Every business operates on cash flow. It is the lifeblood of a business. Without cash the business dies. A business with a healthy cash flow is much more enjoyable to run, as well as increases the value of the business and greatly reduces the stress of managing the business. Just like athletes taking the extra steps to improve their results, businesses can review their processes and improve their results. Here are 12 tips to improve your cash flow.
- Invoice and collect at the time of greatest value to the buyer. The buyer’s pain or motivation is usually the greatest at the time they place their order. Arranging for payment on the front end makes it easier for the buyer to part with the money.
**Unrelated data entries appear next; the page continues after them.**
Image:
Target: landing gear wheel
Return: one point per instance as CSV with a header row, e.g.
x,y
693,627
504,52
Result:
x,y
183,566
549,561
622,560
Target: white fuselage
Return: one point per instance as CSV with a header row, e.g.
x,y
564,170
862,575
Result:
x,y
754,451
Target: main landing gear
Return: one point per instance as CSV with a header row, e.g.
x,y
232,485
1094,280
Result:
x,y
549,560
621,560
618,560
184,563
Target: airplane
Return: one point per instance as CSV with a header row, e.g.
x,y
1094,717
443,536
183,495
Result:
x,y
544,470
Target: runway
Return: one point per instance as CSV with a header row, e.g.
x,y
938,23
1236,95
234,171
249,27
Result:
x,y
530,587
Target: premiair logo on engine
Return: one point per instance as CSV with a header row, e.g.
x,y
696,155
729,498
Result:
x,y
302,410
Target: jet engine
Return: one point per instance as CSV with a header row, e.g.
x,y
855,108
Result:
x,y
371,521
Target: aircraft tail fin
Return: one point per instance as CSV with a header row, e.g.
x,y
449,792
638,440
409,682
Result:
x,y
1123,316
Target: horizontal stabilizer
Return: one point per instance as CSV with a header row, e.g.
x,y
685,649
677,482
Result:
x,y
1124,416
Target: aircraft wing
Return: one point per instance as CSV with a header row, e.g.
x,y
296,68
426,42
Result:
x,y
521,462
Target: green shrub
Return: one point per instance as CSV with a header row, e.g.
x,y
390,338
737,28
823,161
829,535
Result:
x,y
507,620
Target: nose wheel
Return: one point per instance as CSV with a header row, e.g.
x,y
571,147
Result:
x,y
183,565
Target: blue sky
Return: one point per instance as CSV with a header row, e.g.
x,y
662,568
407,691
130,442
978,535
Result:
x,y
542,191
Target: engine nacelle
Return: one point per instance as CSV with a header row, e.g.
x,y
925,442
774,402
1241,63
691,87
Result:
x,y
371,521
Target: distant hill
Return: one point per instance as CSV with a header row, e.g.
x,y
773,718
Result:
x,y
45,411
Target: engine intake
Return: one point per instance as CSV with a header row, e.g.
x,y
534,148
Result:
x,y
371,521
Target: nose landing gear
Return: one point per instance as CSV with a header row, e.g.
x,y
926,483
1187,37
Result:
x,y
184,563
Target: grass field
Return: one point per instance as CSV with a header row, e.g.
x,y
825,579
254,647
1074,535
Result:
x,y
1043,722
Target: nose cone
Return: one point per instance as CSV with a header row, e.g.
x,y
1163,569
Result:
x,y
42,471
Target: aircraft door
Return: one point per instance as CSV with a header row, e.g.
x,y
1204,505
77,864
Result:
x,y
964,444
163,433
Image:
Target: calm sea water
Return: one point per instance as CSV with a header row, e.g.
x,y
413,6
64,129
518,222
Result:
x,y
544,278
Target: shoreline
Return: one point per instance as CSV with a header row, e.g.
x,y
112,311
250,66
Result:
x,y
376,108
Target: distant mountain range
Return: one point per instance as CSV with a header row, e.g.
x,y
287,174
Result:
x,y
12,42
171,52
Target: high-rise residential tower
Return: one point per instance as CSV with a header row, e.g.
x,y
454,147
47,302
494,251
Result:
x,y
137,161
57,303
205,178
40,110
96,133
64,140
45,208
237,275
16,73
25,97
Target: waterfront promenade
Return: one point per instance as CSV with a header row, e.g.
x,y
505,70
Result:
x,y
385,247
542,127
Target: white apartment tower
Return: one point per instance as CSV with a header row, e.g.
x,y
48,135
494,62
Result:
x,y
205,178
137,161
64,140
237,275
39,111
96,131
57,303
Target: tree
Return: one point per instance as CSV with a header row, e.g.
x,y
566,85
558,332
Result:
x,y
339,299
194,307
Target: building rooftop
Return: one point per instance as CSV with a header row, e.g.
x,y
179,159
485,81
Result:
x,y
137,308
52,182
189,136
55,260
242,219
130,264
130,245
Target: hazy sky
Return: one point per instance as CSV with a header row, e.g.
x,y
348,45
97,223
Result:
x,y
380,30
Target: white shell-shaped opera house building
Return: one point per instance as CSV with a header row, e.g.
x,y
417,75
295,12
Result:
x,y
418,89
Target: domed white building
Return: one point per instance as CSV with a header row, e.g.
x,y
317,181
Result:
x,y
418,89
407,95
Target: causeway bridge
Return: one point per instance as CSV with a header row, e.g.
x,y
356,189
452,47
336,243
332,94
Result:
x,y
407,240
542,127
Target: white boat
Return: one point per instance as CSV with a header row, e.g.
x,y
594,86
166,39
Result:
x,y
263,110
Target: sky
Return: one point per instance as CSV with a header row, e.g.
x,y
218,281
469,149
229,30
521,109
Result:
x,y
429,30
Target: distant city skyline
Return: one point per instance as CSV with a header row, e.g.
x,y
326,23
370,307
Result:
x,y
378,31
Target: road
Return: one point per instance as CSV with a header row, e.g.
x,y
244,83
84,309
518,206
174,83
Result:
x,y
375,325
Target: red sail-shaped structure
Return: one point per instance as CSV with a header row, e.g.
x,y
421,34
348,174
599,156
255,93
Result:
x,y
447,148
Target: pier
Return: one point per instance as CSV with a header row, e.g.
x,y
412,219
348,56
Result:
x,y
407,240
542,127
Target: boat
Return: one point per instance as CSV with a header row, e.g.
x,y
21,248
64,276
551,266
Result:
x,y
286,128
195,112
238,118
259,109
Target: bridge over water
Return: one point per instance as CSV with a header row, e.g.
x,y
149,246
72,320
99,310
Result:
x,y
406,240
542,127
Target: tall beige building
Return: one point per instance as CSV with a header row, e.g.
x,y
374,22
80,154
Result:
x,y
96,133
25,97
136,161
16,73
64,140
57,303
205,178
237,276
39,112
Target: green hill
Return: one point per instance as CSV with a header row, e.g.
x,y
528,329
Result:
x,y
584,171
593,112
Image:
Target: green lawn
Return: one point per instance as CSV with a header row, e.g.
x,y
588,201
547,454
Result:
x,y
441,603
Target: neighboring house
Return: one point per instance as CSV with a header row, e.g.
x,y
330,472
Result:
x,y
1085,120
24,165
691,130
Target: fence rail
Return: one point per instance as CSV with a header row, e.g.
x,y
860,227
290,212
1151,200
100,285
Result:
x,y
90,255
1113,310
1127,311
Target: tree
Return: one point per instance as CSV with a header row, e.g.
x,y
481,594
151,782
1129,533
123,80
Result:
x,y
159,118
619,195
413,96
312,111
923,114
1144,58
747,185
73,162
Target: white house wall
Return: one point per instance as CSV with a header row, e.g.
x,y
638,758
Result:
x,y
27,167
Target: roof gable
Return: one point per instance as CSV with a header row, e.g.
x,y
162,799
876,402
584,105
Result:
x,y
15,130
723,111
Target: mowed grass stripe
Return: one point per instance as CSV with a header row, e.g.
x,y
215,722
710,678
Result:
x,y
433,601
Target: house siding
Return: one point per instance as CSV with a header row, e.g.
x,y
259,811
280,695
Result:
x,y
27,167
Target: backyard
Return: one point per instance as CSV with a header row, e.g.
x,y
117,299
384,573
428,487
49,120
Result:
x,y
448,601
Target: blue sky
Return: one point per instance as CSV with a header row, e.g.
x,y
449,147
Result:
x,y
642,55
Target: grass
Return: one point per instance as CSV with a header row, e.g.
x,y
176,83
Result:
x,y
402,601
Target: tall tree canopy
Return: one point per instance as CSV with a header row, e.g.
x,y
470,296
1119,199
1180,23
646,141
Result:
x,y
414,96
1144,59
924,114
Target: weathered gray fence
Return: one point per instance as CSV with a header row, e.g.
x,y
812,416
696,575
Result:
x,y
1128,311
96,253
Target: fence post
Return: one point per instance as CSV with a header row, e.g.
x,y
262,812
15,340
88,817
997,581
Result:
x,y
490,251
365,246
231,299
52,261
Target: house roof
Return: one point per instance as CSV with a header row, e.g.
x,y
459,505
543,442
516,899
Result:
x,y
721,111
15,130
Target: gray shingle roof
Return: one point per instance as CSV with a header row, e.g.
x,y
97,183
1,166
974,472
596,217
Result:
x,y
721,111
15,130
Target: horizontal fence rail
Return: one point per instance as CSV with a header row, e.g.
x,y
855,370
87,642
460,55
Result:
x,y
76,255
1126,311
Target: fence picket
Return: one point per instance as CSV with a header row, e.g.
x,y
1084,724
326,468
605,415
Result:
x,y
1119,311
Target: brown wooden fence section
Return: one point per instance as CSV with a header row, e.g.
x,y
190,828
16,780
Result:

- Time is money. The faster the product or service is delivered the greater the chance to create a happy customer and lower your cost to deliver. Follow up on back orders. By dragging out the process, handling costs increase and the opportunity for mistakes to happen increases. The customer’s value diminishes with time.
- Clearly state your invoice terms and due date on the invoice. If you expect to be paid in 15 days – note the actual date you expect payment. This reduces the chances of the customer adjusting the due date – is it 15 days from when you delivered the product? 15 days from the invoice date? 15 days when the customer received the invoice? Or 15 days after the customer decides to pay it?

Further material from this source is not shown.